Par un mémoire en défense, enregistré le 21 octobre 2025, le préfet de police conclut au rejet de la requête.
Il fait valoir que le dossier de demande de renouvellement de titre de séjour du requérant était incomplet, faisant ainsi obstacle à la délivrance d’une attestation de prolongation d’instruction de sa demande.
Par un mémoire en réplique, enregistré le 29 octobre 2025, M. B… maintient l’ensemble de ses conclusions.
Par un second mémoire en défense, enregistré le 31 octobre 2025, le préfet de police entend maintenir ses conclusions tendant au rejet de la requête.
Il soutient que M. B… a été mis en possession d’une attestation de prolongation d’instruction de sa demande de renouvellement de titre de séjour le 30 octobre 2025, valable jusqu’au 29 janvier 2026.
Par un mémoire, enregistré le 7 novembre 2025, M. B… déclare se désister purement et simplement de ses conclusions à fin d’injonction et maintient ses conclusions relatives aux frais irrépétibles.
Vu les autres pièces du dossier.
Vu :
- la loi n° 91-647 du 10 juillet 1991 ;
- le code de justice administrative.
Considérant ce qui suit :
Sur les conclusions tendant à l’admission provisoire à l’aide juridictionnelle :
1. Aux termes de l’article 20 de la loi du 10 juillet 1991 relative à l’aide juridique : « Dans les cas d’urgence (…) l’admission provisoire à l’aide juridictionnelle peut être prononcée (…) par la juridiction compétente ou son président (…) ». Il résulte de l’instruction que M. B… n’a pas demandé l’aide juridictionnelle. Ainsi, les conclusions tendant au bénéfice de l’aide juridictionnelle provisoire ne peuvent qu’être rejetées.
Sur les conclusions présentées au titre de l’article L. 521-3 du code de justice administrative :
2. Aux termes de l’article L. 521-3 du code de justice administrative : « En cas d’urgence et sur simple requête qui sera recevable même en l’absence de décision administrative préalable, le juge des référés peut ordonner toutes autres mesures utiles sans faire obstacle à l’exécution d’aucune décision administrative. ». Le juge des référés peut, dans le cadre de son office, donner acte d’un désistement ou constater un non-lieu.
3. Par un mémoire, enregistré le 7 novembre 2025, M. B… déclare se désister de ses conclusions à fin d’injonction. Ce désistement étant pur et simple, rien ne s’oppose à ce qu’il en soit donné acte.
Sur les frais liés à l’instance :
4. Il y a lieu, dans les circonstances de l’espèce, de mettre à la charge de l’État la somme de 1000 euros sur le seul fondement de l’article L. 761-1 du code de justice administrative, faute d’admission de M. B… au bénéfice de l’aide juridictionnelle à titre provisoire ainsi qu’il a été dit au point 1.
O R D O N N E :
Article 1er : Il est donné acte du désistement des conclusions à fin d’injonction présentées par M. B….
Article 2 : L’Etat versera à M. B… la somme de 1000 euros sur le fondement de l’article L. 761-1 du code de justice administrative.

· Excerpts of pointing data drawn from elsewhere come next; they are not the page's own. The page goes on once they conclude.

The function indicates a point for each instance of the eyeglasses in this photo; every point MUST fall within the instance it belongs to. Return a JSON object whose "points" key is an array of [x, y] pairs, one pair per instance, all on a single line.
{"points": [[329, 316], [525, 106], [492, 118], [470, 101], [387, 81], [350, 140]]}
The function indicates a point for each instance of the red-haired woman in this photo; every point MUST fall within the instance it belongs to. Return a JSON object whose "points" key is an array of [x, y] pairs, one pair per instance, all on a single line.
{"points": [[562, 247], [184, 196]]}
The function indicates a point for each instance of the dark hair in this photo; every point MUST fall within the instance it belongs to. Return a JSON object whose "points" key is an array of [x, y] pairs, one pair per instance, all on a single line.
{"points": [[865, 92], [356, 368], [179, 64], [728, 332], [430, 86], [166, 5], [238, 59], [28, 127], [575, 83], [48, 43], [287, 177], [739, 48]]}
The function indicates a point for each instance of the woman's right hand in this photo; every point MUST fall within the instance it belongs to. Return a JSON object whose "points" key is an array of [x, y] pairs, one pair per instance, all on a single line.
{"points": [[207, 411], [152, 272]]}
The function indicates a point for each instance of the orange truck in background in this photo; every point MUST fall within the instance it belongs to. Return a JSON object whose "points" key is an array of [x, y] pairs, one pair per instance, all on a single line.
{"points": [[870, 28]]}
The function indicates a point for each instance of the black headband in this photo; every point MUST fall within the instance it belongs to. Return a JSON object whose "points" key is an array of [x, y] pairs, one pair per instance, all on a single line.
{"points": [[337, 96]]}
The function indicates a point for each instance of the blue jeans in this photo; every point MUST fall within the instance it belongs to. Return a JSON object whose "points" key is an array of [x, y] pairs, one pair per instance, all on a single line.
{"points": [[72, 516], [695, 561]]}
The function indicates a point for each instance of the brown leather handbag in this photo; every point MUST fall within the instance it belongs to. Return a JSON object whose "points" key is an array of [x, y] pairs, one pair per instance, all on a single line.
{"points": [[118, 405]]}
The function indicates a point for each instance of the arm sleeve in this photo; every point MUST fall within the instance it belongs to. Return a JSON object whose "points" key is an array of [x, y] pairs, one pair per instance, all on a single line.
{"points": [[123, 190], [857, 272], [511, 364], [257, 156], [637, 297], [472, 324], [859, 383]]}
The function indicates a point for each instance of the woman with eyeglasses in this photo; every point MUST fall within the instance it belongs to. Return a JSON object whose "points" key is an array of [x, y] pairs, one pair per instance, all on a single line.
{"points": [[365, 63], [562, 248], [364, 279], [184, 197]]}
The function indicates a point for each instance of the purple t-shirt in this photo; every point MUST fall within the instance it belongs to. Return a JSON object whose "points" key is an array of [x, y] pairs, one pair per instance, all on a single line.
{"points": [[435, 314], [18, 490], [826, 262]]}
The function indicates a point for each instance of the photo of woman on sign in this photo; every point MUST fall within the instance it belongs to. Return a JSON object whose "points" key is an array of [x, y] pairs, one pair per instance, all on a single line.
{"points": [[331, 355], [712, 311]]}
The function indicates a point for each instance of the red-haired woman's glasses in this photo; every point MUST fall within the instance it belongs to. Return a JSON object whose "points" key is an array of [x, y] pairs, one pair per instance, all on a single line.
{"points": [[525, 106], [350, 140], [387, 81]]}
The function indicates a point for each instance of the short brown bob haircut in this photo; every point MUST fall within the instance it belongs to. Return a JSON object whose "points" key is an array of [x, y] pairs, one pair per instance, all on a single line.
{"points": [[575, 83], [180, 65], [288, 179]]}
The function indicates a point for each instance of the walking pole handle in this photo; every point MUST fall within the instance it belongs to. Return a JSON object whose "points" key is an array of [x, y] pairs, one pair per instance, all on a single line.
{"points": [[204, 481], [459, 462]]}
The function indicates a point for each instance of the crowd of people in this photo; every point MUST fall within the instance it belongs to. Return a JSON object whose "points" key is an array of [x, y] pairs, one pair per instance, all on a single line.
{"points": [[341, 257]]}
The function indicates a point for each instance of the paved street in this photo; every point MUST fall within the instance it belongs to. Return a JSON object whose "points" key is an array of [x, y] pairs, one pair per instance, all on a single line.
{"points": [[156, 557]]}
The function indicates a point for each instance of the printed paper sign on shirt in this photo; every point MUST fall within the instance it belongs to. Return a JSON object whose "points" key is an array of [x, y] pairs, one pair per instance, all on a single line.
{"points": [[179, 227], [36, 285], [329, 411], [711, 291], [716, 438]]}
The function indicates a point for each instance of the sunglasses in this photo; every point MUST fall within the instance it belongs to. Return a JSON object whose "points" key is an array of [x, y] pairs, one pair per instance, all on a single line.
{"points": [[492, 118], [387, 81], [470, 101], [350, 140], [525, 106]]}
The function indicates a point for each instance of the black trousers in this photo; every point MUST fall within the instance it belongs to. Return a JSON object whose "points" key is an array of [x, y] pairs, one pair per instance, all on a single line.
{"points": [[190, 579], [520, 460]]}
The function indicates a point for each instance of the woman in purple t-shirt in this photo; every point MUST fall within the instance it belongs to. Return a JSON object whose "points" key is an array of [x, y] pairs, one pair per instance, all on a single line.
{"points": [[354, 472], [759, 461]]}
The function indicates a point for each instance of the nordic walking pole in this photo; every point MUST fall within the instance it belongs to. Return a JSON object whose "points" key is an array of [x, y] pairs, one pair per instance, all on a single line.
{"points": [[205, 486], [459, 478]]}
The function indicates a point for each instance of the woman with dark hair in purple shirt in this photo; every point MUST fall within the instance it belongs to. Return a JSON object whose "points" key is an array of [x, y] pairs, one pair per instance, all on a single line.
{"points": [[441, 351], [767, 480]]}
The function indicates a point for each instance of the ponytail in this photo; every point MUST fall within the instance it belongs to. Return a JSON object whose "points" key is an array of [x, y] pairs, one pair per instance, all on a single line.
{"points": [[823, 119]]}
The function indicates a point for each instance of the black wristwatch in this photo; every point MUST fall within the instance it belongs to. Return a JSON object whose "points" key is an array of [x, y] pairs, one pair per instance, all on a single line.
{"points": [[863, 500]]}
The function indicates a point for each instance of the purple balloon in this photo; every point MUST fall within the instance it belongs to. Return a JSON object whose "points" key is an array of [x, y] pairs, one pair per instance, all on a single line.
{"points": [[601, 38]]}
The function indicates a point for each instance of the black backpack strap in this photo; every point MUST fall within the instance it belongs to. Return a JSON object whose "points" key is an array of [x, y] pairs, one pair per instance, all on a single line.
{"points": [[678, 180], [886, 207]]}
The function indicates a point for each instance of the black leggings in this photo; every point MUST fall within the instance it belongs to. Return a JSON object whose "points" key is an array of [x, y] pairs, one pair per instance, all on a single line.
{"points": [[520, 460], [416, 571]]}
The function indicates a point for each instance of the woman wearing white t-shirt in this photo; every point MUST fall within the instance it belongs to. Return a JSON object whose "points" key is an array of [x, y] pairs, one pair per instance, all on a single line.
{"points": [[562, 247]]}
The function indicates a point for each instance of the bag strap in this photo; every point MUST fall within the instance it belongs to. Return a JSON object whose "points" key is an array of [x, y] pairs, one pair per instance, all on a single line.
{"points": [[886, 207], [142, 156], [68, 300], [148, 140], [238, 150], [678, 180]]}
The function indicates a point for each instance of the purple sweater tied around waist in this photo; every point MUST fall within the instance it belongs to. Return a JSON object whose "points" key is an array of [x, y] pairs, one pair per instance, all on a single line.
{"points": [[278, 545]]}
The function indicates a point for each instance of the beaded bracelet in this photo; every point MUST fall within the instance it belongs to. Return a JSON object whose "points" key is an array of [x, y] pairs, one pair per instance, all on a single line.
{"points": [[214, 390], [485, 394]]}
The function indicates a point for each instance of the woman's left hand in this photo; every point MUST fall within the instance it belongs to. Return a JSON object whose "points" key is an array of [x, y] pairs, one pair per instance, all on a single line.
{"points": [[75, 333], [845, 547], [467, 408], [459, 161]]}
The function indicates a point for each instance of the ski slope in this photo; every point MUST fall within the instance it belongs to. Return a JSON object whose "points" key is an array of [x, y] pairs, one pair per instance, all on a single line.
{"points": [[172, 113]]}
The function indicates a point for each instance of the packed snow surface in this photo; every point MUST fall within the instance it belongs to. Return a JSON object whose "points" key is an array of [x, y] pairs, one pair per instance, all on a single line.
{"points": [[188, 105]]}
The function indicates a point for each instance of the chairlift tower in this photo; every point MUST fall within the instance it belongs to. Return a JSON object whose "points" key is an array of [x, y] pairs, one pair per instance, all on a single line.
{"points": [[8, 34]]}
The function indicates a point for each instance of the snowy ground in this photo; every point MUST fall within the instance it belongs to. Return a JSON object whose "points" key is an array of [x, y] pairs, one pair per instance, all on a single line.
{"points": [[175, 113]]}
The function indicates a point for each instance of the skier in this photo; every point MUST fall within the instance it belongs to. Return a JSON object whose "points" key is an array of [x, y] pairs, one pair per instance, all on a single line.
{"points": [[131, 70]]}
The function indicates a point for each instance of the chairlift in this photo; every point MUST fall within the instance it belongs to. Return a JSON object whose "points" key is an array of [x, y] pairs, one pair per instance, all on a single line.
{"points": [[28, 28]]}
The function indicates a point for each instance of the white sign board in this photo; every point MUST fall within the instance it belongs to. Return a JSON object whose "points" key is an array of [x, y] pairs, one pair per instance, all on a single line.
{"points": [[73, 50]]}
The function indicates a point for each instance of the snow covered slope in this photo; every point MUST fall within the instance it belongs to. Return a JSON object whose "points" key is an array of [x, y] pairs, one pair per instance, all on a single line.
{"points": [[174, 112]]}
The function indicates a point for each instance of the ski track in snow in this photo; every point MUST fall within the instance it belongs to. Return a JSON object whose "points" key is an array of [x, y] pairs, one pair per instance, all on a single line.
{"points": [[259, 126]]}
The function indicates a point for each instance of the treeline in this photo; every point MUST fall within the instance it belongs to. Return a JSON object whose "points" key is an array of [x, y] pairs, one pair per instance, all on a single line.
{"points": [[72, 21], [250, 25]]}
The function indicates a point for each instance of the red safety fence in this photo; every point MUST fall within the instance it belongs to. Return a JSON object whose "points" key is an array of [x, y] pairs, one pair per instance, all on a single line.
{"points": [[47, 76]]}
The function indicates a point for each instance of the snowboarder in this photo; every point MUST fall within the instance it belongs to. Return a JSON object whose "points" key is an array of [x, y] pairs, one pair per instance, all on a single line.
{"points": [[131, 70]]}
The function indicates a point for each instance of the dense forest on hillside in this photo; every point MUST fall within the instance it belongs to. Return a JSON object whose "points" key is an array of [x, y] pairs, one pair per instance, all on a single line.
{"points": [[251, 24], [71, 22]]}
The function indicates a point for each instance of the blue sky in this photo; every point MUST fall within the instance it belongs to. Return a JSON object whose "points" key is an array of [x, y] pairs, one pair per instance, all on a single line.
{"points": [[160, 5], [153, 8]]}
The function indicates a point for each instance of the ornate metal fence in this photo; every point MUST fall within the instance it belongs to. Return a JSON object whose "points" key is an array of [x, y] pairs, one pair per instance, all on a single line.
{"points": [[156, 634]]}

Article 3 : Le surplus des conclusions de la requête est rejeté.
Article 4 : La présente ordonnance sera notifiée à M. A… B… et au ministre de l’intérieur.
Copie en sera adressée au préfet de police.
Fait à Paris, le 12 novembre 2025.
Le juge des référés,
Signé
L. GROS
La République mande et ordonne au ministre de l’intérieur en ce qui le concerne, ou à tous commissaires de justice à ce requis en ce qui concerne les voies de droit commun contre les parties privées, de pourvoir à l’exécution de la présente ordonnance.